Tony Scott’s Commercial Work (2000)

As the world turned the corner into the new millennium, Tony Scott found himself in-between feature films.  During the year 2000, he directed (to my knowledge) three commercials:


The first spot, from banking giant Barclays, finds Scott directing Anthony Hopkins as a satirical, exaggerated version of himself.  In a spot appropriate for a large banking conglomerate, the theme of the spot is “Big”.  Hopkins addresses the camera directly, expounding upon his affinity for all things “big”.  He’s seen in his opulent mansion, then as he’s driven in a luxury towncar down the tony streets of Beverly Hills.

Knowing what’s happened to the global economy as a direct result of Big Banking’s actions in the last five years, this spot would be incredibly tone-deaf if it were to come out today.  It’s laughable now to buy into the idea that huge banking conglomerates are actually good for us.

But I digress.  Getting back to the craft elements of the spot, Scott frames for the 4:3 television-standard aspect ratio.  He imbues the image with a more conservative aesthetic that’s still recognizably his: high contrast, with its desaturated colors tint-ing slightly towards the cold green end of the spectrum.  His camerawork is steady and locked-down, save for a few strategic dolly shots.

A pulsing, cinematic score gives the spot a softly-buzzing energy that supports the tone.  Stylistically speaking, it’s an effective and well-constructed ad.  Too bad it’s an ad promoting an organization run by a bunch of assholes.

BARCLAYS BANK: “BIG” is available in its entirety on Youtube, via the embed above.


In 2000, Telecom Italia created a campaign promoting its services via the appearance of a small armada of Hollywood heavyweights.  Scott directed two of these spots, the first of which was “BRANDO”.

In the spot, Marlon Brando (in what’s probably one of his last filmed appearances ever) sits on top of a huge canyon, ruminating on how quickly technology has upended the world he’s lived in for so long, and how it might be of benefit to his legacy.

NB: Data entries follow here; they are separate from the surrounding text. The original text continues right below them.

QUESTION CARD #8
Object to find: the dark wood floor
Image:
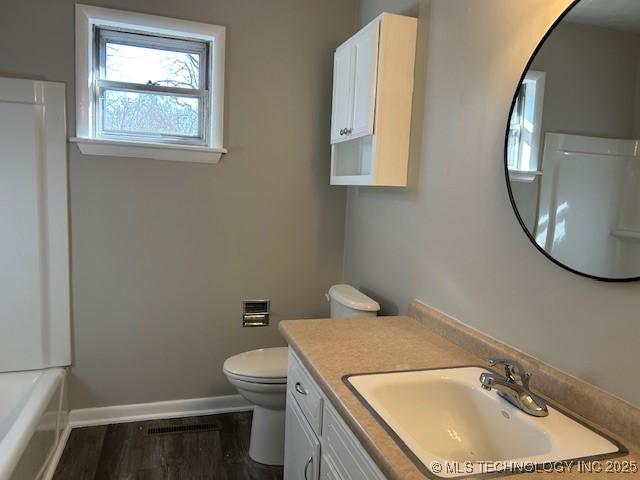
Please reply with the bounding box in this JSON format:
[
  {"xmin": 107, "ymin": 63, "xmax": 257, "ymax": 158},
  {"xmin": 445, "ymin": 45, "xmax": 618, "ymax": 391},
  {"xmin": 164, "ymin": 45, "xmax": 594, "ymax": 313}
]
[{"xmin": 54, "ymin": 412, "xmax": 282, "ymax": 480}]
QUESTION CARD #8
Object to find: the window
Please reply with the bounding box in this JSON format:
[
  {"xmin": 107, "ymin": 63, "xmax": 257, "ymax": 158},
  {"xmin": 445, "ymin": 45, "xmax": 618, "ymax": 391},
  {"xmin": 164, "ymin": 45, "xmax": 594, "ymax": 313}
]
[
  {"xmin": 72, "ymin": 5, "xmax": 225, "ymax": 163},
  {"xmin": 507, "ymin": 70, "xmax": 545, "ymax": 182}
]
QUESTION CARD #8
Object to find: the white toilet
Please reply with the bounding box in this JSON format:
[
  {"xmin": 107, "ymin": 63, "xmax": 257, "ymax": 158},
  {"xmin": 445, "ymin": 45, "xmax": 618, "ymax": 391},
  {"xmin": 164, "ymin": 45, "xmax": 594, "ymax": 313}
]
[{"xmin": 223, "ymin": 285, "xmax": 380, "ymax": 465}]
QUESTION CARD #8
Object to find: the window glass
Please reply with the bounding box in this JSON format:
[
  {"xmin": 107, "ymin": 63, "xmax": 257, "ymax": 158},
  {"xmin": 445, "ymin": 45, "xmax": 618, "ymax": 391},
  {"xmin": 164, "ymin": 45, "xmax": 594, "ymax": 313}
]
[
  {"xmin": 104, "ymin": 42, "xmax": 202, "ymax": 89},
  {"xmin": 102, "ymin": 90, "xmax": 202, "ymax": 138}
]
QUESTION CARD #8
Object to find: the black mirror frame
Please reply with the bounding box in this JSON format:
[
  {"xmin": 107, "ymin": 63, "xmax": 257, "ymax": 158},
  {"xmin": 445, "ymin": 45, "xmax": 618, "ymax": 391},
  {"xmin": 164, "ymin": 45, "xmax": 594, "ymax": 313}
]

The spot allows for Scott to essentially go crazy with his signature style.  The footage is edited heavily, almost within inches of its life.  We cut from sweeping helicopter-bound vista shots to extreme close-ups of Brando’s craggy, weathered face within milliseconds of each other.  The image is super saturated in an almost duo-tone fashion, with shadows running unnaturally blue.  There’s also black and white flash frames accompanied by text that punctuates Brando’s dialogue.  Exposure slides up and down with reckless abandon, as if it were a strobe light.  Part of me thinks that even Brando himself couldn’t have stomached this rambling, incoherent mess.

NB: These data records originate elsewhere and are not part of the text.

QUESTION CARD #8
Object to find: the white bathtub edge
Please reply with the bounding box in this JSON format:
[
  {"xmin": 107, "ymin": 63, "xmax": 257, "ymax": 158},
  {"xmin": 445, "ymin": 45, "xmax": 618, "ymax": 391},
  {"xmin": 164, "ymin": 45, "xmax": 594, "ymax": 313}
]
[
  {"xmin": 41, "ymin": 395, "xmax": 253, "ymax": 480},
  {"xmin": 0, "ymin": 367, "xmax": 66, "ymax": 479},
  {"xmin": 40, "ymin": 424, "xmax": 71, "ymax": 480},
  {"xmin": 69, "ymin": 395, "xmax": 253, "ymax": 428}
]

It’s more of a brand awareness spot than actively advertising a service or product.  It’s an instance of Scott’s enthusiasm for style trumping the substance. Personally, I think it does a great disservice to a figure that’s as towering as Brando.  Scott should’ve toned down his bombastic style and let Brando’s words speak for themselves.

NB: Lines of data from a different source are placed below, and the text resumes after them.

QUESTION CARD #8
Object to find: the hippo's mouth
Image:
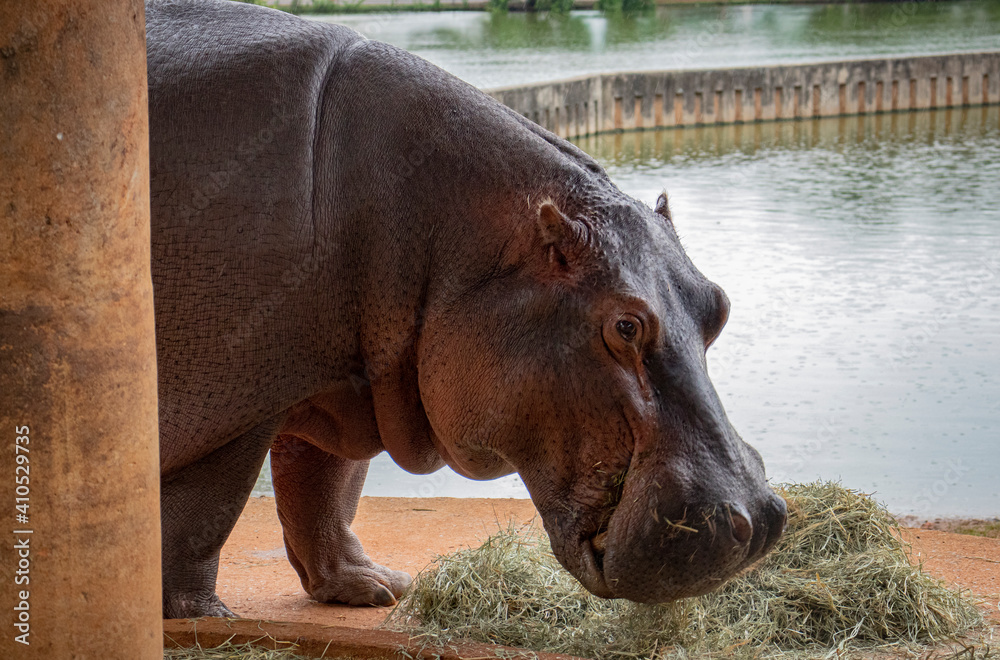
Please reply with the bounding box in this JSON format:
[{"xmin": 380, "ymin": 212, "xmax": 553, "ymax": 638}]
[
  {"xmin": 579, "ymin": 468, "xmax": 628, "ymax": 598},
  {"xmin": 576, "ymin": 531, "xmax": 615, "ymax": 598}
]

Scott’s other ad for Telecom Italia starred Woody Allen doing what he does best: paranoid rants.  Thankfully, Scott’s style is incredibly restrained here.  He chooses to ape the style of his subject, taking full advantage of Allen’s mannerisms to create a quirky, wonderful spot.

With WOODY ALLEN, Scott eschews his personal style and goes for an even-colored, low-contrast visual palette.  He shoots from overhead and street-level, making effective use of zooms and tracking shots.

The framing is reserved, showing Allen in full for most of the spot.  The quick cutting is the only element that tips us off to Scott’s involvement.

Unlike BRANDO, this is a fantastic ad that melds the subject and message together quite well.  It’s a comedic take on the potential neuroses that stem from an expanded life expectancy that only a man like Allen can deliver.  The light-hearted, SEINFELD-esque music over the visuals is the icing on the cake.

TELECOM ITALIA: “WOODY ALLEN” is currently available on Youtube via the embed above.